Considering the absence of forensic laboratory facilities locally, DC Songor informed the assembly that the majority of samples are sent to either one of two international forensic families with which the force collaborates, with 85 percent of cases sent to Mauritius for analysis. The budget component, set at R340,000 provides for the transportation of exhibits overseas for examination.
“Now that we have our budget, we have some serious work, but at the same time, there are some components that we need to add concurrently. Progression in our work will materialise eventually but for the time being as we are working to sort out the different parts, it will start off slowly, but I think towards the middle and end of the year, we will have gained traction to resolve some of our issues,” Minister Fonseka said in concluding.
The second appropriation put before the assembly for approval was that of the department of risk and disaster management (DRDM), represented by principal secretary Paul Labaleine and assistant administrative officer Maggie Dugasse.
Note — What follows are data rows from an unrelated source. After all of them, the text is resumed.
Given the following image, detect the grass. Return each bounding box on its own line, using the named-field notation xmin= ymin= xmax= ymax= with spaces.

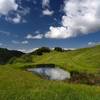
xmin=0 ymin=46 xmax=100 ymax=100
xmin=0 ymin=66 xmax=100 ymax=100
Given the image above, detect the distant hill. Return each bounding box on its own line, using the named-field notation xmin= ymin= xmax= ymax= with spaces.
xmin=12 ymin=45 xmax=100 ymax=72
xmin=0 ymin=48 xmax=24 ymax=64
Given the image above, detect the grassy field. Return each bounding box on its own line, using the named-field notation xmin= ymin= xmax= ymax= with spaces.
xmin=0 ymin=46 xmax=100 ymax=100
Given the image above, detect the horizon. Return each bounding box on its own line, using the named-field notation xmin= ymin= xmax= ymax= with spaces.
xmin=0 ymin=0 xmax=100 ymax=52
The entity, with a relatively smaller budget than other public service entities under the portfolio proposed a budget of R9,843,000.
The department is governed by the Disaster Risk Management Act 2014, and was established to be responsible for disaster risk reduction, management and civil protection in relation to natural, biological, technological, societal hazards, environmental and industrial emergencies.
Despite the smaller budget, the assembly deliberated lengthily about how the funds are to be used and the roles and functions of the department. The assembly is to consider the budget in a future session.